Compound Interest Calculator
$0
$0
Watch Your Money Grow
Albert Einstein reputedly called compound interest the "eighth wonder of the world." Why? Because it allows your money to make more money, without you doing any extra work. CalculatorBudās **Compound Interest Calculator** helps you visualize how small, regular contributions can grow into a massive fortune over time.
Whether you are saving for retirement, a down payment on a house, or just looking to grow your wealth, this tool shows you the power of time and interest rates.
What is Compound Interest?
There are two main types of interest:
- Simple Interest: You earn interest only on your initial deposit (Principal).
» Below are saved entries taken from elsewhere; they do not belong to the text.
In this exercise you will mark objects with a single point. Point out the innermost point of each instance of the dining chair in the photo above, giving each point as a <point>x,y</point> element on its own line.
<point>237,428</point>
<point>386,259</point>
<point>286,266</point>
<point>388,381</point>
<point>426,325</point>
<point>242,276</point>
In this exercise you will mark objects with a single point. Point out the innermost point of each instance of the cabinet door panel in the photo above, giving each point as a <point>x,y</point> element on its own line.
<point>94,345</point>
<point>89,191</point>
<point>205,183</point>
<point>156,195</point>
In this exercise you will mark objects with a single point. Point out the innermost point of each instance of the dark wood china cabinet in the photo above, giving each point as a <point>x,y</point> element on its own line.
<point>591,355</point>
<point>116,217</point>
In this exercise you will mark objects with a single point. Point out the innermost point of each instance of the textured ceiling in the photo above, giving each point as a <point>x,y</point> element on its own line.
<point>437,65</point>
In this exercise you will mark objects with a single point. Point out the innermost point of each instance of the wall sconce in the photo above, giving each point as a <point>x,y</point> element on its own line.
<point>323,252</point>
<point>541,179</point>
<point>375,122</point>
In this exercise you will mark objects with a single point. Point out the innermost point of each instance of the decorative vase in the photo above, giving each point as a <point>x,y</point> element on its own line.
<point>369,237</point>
- Compound Interest: You earn interest on your principal AND on the interest you have already earned.
How to Use This Calculator
- Initial Investment: How much money do you have right now to start? (It's okay if it's $0).
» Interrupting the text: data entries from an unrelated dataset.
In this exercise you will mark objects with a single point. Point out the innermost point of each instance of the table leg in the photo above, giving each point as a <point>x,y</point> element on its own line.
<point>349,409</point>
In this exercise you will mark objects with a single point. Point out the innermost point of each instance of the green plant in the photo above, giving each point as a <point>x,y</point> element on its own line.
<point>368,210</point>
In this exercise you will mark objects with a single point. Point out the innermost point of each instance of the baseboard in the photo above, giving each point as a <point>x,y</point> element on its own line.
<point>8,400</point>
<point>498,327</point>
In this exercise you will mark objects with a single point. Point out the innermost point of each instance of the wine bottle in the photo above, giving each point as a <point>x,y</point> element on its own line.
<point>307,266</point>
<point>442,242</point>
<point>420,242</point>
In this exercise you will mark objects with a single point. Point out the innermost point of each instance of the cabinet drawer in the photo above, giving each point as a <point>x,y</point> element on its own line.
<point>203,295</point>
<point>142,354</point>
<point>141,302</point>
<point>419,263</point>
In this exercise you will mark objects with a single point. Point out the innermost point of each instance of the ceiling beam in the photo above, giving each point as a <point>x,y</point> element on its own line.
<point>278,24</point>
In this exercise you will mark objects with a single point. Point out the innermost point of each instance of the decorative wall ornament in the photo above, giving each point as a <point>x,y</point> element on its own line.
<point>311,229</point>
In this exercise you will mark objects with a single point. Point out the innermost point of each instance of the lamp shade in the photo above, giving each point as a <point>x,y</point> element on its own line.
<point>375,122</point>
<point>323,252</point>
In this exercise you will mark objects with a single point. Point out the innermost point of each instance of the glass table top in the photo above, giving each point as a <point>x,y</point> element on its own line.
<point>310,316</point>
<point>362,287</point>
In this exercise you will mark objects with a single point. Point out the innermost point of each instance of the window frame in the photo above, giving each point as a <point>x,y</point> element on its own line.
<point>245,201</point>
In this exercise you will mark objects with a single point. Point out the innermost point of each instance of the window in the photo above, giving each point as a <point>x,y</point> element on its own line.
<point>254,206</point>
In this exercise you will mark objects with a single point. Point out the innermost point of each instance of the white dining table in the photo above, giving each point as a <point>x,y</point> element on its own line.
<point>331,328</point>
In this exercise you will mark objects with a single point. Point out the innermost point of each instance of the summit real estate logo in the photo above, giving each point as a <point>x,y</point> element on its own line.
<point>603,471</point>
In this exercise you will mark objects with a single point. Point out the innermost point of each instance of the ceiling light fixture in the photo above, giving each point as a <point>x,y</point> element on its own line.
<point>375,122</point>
- Monthly Contribution: How much can you save from your paycheck every month?
- Interest Rate: The expected annual return. The US Stock Market (S&P 500) has historically returned about 7-10% per year on average. Savings accounts are typically 0.5% - 4%.
- Years to Grow: The longer you leave it, the more "magical" the compounding becomes.
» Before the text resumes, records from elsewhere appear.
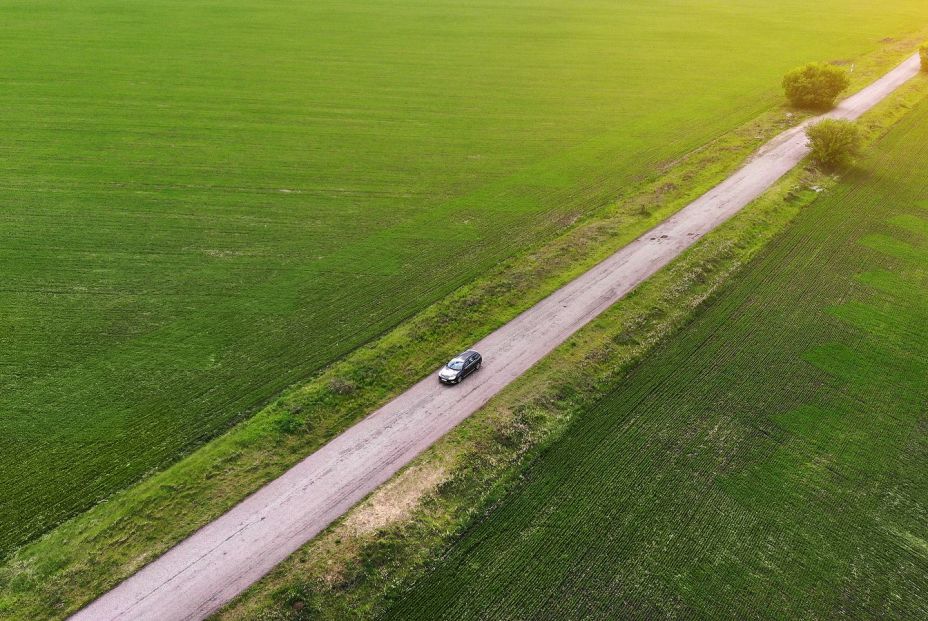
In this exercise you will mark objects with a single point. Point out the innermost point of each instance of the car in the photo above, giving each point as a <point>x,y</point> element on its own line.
<point>460,367</point>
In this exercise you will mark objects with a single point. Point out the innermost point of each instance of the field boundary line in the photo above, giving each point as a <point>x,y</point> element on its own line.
<point>197,576</point>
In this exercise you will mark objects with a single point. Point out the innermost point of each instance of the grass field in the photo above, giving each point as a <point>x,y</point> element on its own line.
<point>768,462</point>
<point>206,202</point>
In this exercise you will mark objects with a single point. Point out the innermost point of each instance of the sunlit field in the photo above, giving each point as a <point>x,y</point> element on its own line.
<point>767,463</point>
<point>204,202</point>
Real World Example: The Cost of Waiting
Starting early is the most important factor in building wealth. Let's compare two investors who both want to retire at 60.
| Investor | Starts at Age | Invests Monthly | Total Invested | Value at Age 60 (7% Return) |
|---|---|---|---|---|
| Early Earl | 25 | $500 | $210,000 | $886,000 |
| Late Larry | 35 | $500 | $150,000 | $406,000 |
Larry started only 10 years later, but he ended up with less than half the money Earl has. That is the penalty of waiting.
Frequently Asked Questions
How often is interest compounded?
This calculator assumes Monthly Compounding, which is standard for most savings accounts and investment contribution plans. Credit cards typically compound daily (which is bad for you), while bonds might compound semi-annually.
Does this account for inflation?
No. This calculator shows the "Nominal" value of your money. Inflation (rising prices) will reduce the buying power of that money in the future. To account for inflation, investors often subtract 2-3% from their expected Interest Rate (e.g., entering 7% instead of 10%).